Reynolds se volvió al hombre del 2A y gritó:

– ¿Qué es eso? -dijo-. ¿Qué?… No le oigo. Quíteselo.

– Una máscara antihumo. Me costó dos treinta.

– Damas y caballeros -dijo la voz nerviosa de Robynne Davis-. Como en todos los aterrizajes de emergencia, procederemos a evacuar el avión tan pronto como esté completamente parado. Los pasajeros próximos a las puertas de salida, los que ocupan los asientos…

Un hombre uniformado salió de la cabina. Se agachó sobre la ocupante del 2B y le susurró algo.

– Señora -dijo Hal Ward tras pasar a la cocina-, tenga la bondad de ir al baño y al volver siéntese tranquilamente en el 22D. En clase preferente, órdenes del comandante.

Las cortinas de separación de la cabina estaban descorridas, y el hombre del 2A pudo ver que el nuevo asiento de la señora Traynor era diferente del suyo: un poco más estrecho y de cara al otro lado.

Chopko: Vigila nuestra velocidad.

Mecánico de vuelo Hal Ward: Este tipo de aviones no están diseñados para esta maniobra.

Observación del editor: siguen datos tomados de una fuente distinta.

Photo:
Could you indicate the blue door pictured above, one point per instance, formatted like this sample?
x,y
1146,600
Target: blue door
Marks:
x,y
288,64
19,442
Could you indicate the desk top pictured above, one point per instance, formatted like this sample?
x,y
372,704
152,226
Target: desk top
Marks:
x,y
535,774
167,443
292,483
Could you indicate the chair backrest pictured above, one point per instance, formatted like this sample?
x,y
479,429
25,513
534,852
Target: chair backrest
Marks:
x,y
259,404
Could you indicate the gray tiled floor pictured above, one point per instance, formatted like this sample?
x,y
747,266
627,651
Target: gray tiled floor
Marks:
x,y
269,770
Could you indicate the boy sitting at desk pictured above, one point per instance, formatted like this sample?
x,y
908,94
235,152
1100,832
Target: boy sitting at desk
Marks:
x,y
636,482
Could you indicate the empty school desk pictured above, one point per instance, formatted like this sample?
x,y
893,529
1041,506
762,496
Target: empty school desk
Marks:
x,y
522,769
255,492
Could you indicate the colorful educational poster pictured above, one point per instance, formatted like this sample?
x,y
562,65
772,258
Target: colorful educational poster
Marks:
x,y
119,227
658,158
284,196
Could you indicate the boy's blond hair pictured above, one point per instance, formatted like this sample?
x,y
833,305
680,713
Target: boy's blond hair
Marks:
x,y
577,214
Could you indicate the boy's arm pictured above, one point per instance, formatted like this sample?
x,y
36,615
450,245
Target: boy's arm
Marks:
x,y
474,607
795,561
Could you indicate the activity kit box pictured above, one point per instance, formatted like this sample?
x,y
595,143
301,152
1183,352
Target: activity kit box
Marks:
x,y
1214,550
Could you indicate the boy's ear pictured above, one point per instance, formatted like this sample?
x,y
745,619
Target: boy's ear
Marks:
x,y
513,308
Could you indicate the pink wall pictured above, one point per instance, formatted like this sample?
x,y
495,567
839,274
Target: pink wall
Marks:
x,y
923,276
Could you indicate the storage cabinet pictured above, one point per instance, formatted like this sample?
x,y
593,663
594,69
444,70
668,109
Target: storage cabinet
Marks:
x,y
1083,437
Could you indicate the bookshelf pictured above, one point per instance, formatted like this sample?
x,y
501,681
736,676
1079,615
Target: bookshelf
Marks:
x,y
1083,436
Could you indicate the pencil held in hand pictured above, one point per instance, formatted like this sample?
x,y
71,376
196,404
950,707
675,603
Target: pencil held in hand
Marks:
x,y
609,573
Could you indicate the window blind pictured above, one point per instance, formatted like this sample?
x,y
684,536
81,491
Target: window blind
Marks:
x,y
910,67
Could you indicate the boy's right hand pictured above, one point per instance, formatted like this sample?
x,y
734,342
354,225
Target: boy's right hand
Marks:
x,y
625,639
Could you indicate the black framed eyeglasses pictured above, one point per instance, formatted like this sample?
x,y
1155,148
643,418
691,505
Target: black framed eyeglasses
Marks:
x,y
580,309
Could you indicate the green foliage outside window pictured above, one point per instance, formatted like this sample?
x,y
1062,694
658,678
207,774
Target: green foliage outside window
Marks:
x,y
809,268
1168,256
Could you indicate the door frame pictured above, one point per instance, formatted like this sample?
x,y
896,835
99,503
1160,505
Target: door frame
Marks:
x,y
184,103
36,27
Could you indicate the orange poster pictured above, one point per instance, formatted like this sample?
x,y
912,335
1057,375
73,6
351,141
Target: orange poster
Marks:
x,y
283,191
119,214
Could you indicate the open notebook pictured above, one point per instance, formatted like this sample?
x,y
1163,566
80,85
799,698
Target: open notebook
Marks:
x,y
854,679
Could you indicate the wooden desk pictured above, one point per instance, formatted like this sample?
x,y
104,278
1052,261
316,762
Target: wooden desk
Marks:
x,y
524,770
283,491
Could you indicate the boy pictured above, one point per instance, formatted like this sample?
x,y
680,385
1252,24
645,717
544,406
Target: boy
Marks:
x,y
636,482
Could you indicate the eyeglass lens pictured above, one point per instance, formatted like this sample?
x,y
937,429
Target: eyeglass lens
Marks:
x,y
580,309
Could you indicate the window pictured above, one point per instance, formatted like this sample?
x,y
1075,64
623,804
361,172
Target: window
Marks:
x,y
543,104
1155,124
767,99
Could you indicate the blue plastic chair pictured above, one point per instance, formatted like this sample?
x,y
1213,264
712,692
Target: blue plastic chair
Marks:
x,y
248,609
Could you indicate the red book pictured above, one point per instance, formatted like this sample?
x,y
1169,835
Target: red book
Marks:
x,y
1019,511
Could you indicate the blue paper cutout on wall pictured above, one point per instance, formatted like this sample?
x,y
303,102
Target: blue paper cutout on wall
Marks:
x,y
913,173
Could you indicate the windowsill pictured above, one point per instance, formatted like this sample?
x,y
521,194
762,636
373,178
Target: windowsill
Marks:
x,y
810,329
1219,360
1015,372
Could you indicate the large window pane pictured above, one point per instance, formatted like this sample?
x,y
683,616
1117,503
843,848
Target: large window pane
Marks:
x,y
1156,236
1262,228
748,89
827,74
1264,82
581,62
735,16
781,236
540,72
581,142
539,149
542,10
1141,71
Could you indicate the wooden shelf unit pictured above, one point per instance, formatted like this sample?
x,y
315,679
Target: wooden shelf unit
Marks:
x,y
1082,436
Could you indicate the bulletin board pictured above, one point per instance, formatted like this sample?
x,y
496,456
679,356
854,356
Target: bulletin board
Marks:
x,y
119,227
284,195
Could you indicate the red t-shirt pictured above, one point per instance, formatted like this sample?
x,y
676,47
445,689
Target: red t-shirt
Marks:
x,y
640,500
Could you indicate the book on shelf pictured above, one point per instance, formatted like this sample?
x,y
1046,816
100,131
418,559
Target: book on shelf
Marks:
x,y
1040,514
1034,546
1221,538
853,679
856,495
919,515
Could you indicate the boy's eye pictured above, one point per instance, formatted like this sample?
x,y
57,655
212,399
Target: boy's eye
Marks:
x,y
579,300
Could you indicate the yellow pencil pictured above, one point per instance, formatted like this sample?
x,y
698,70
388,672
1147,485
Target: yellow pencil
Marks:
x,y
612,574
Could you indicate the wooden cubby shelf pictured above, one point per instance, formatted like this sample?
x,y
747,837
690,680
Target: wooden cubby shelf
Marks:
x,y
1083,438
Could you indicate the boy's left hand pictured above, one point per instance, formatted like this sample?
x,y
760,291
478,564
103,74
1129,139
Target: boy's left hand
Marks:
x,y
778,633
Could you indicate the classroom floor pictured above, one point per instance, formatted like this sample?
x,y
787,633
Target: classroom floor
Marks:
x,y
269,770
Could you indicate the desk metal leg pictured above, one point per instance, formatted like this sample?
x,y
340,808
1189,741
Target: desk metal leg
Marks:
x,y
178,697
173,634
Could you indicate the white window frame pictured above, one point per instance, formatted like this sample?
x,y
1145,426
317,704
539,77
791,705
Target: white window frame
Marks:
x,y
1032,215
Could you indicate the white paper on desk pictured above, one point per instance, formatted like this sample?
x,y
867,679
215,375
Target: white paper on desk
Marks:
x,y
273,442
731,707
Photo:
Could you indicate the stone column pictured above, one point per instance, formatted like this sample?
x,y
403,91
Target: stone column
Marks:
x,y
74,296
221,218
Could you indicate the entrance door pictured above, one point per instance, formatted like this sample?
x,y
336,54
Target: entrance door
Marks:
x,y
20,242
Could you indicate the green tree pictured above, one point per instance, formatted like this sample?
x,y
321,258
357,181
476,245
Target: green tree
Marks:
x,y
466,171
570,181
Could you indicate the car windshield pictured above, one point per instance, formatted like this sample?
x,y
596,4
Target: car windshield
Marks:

Corremos el peligro de partirnos aquí arriba.

SAM: Capitán, en su posición van a poder verlo llegar por la derecha, debajo de ustedes.

Macmanaman: ¿Qué dice esta gente? ¿Treinta y tres, treinta y cuatro?

SAM: El último y mejor dato de la altitud del NEO es de 21.400 pies. Repito, para las 17.43. Si aún no están en tierra, lo notarán. Calor y explosión.

Macmanaman: Y otra cosa. Vigila el morro, Nick. No, no, no… Atrás, atrás, atrás.

6. ¿QUÉ QUIEREN LAS PRINCESAS?

En la pantalla, el baño de la Casita Amarilla; el pasillo, la concavidad circular de la bañera, los espejos, las toallas en sus colgadores. Brendan pestañeó al ver que un subtítulo indicaba la fecha y el lugar. Se volvió. En el sofá, el rey miraba la pantalla sin inmutarse.

Entra la princesa con su equipo blanco de tenis. Se acerca sonriendo, divertida o satisfecha, y después desaparece por la derecha. Se oye un suspiro, el chorrillo penetrante de la micción, la suave percusión del papel higiénico al tirar para romperlo. Reaparece con la blusa levantada a medias y la falda bajada también a medias, cojeando como si se quitara de golpe sus zapatillas. Va a los grifos. Hace una pausa de medio minuto, examinando una magulladura en su antebrazo. Luego se desnuda despreocupadamente y se mete en la bañera.

No había temblado el ojo que la vigilaba, estúpido e imperturbable como un monitor de seguridad. Pero al momento siguiente uno se daba cuenta de que había iniciado un zoom gradual y penoso.

Y aquí viene un cambio de expresión de la princesa: cara de prestar atención. El sonido de una puerta que se abre y se cierra, y el rumor audible de unos pasos que se aproximan. Después, la figura blanca, medio tapada por la sombra.

La calidad del sonido, en conjunto, había obligado a aguzar penosamente el oído. Ahora, sin embargo, siguió la súbita presencia de una voz humana.

Vengo del lecho de tu padre. Me envía para que te ayude a bañarte. Era El…, era El… El se quitó su túnica y extendió una mano de manera que la princesa tuvo que levantarse para recibirla. Luego se metió también en la bañera… Le besó el cuello y la garganta, le pasó la esponja por los pechos. Dos cuerpos: uno moreno y grave, el otro pálido y leve… Y dos rostros: uno con su joven asombro y horror, el otro con su antigua crueldad.